As most of you my last couple weeks have been chaotic. Well....lets say the last couple months. The trouble with all of that is that I have gotten out of my routine of self-care. I ate mass quanities of unhealthy stuff at camp...like bacon eggs and hash browns for breakfast every morning. My trip to see my sister was not that much better. Although I think I did a heroic job of avoiding boredom eating by web surfing, I have gotten out of my routine of making my own meals, eating in instead of eating out, and the like.
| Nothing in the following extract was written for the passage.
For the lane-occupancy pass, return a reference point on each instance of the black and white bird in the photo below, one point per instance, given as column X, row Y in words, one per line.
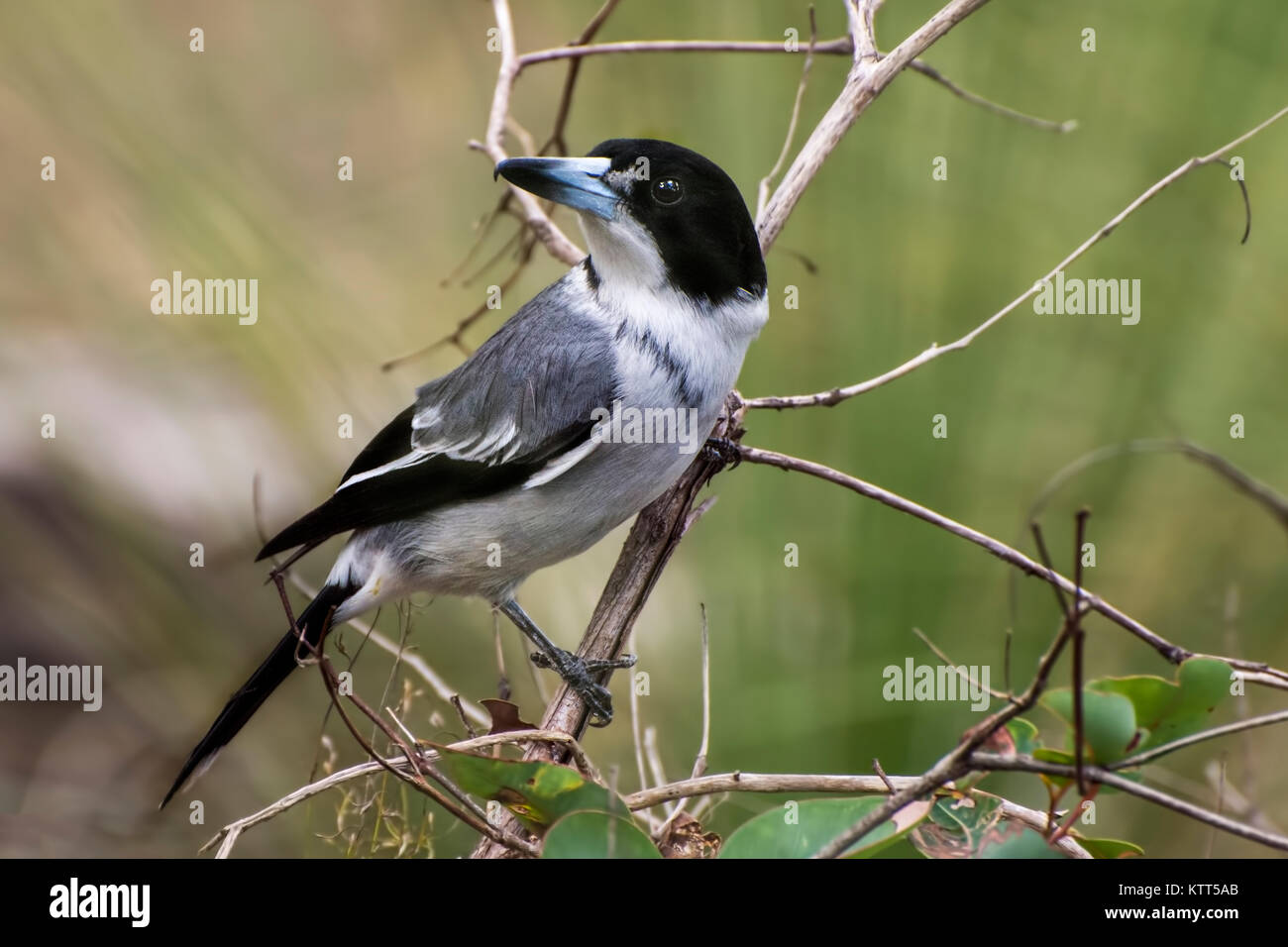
column 505, row 466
So I got 10 cent folders at Walmart for a log of exercise and diet stuff. The thing is, I am avoiding the log. Cause I am having a hard time getting back into the rhythym of healthy eating and exercise (and it is a rhythm of life for me that makes that happen). Part of getting out of this rhythym is my summer schedule, and part of it is my workaholic ways. Either way, most of my diet, schedule, and exercise is something I need to own or take responsibility for.
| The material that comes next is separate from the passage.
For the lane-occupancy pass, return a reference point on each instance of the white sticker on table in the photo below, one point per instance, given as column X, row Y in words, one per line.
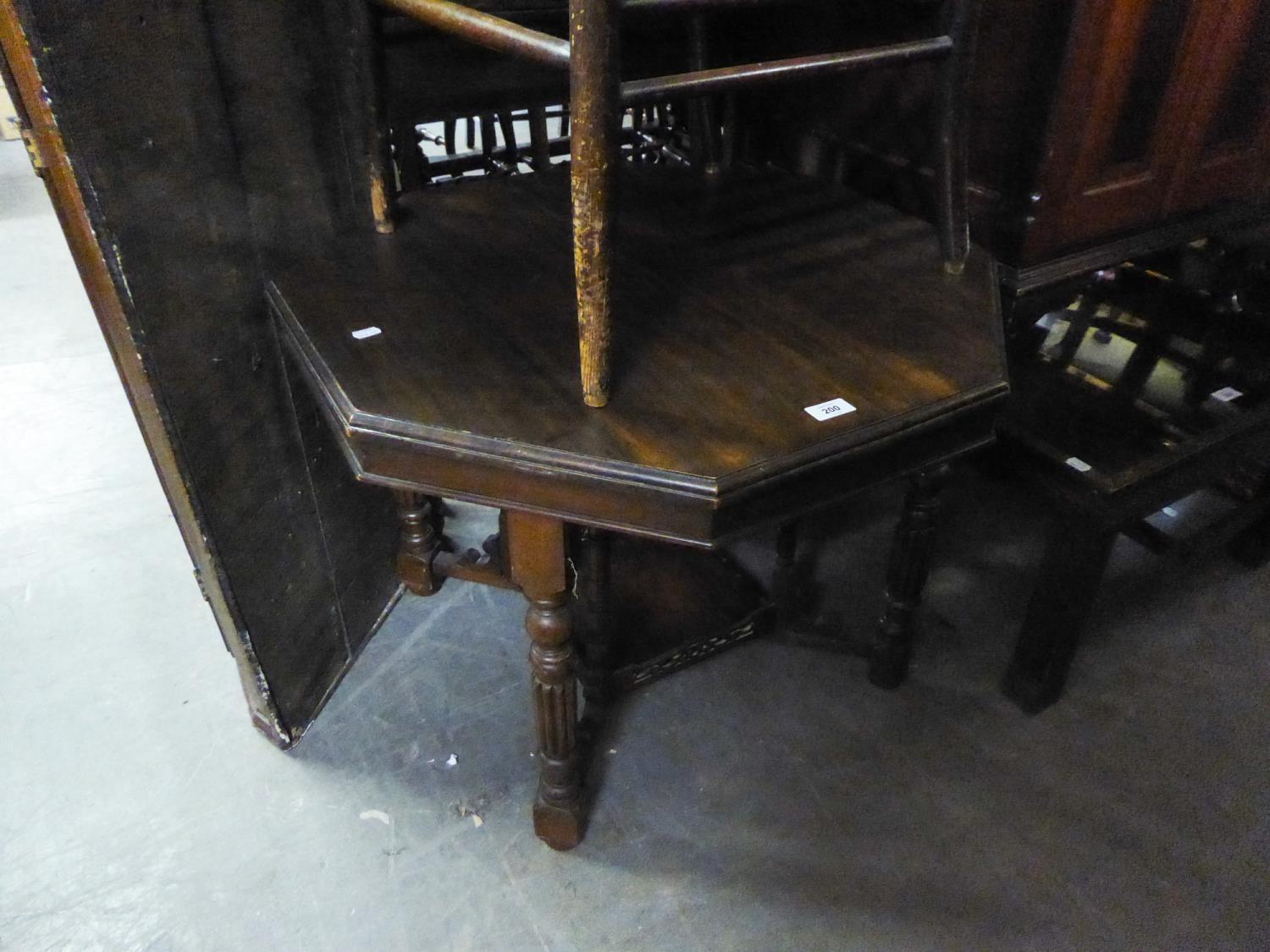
column 830, row 409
So I went to the coffee shop for a standing meeting that I established that nobody else ever shows up for. And while I was waiting I had a bagel with cream cheese! I was not hungry, but I needed to look like I was doing something while I was waiting so I bought the bagel and ate it.
I got in the car, and realized I was eating when I was not really hungry. I was falling in the bad patterns of eating what is easy and when I feel obligated too. And I told myself, "Today like yesterday is a dietary failure!" (Well add some expletives in as well).
Then another thought came into my head. "It is only 4:30pm. I have had lunch and a bagel for a snack, but the day is not complete yet. Infact, if you just cut back a little bit at dinner and don't snack, the day might even be considered a dietary success!"
Why do I share this? Cause I think it fits a pattern in my life and others lives as well. Just because you failed at 4:30, doesnt mean you are a failure at midnight. Press on, and realize that there is always more time left to grow and change until your time is done.